While it’s not specifically Southeast Asian focused, a few figures from the region feature: chiefly Walter Spies (1895-1942), the German painter who settled in Bali after a period in Java, and also Raden Saleh (1811-80), a Javanese painter who found fame by going, unusually, in the other direction (East to West; hot to cold) to Europe.
In addition is a great introduction about how James’ came to relocate to Indonesia in 1999, which includes a fabulous visit to a near-deserted Angkor Wat temple complex largely still under Khmer Rouge control back in 1989. (The others in the book are painter Paul Gauguin (Tahiti); Russian-Swiss writer Isabelle Eberhardt (the Sahara); filmmaker Maya Deren (Haiti); and Victor Segalen (China).)

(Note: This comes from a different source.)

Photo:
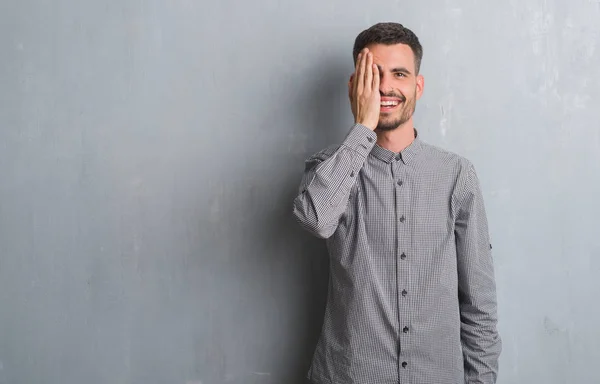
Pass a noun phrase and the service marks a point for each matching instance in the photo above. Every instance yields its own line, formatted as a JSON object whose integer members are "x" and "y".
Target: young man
{"x": 412, "y": 297}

James calls his subjects “exotes”. While a traveller or an expatriate eventually goes home, his subjects do not; we aren’t sure why he doesn’t call them simply immigrants, though he does note that they tended to roam at least initially in search of a new home. It was notably only a privileged few — socially, economically, usually both — who were able to do this back when passports were yet to be invented. Today, when millions are displaced and seeking a home of their own — not for artistic reasons but simply to survive — the book is a reminder of how things have changed (of course it still remains easier for the wealthier to migrate).
While this is not an academically rigorous study — James left out many other artists simply to control the size of the project — it’s a meticulously researched work that also manages to ask questions about the artist and their relation to the world.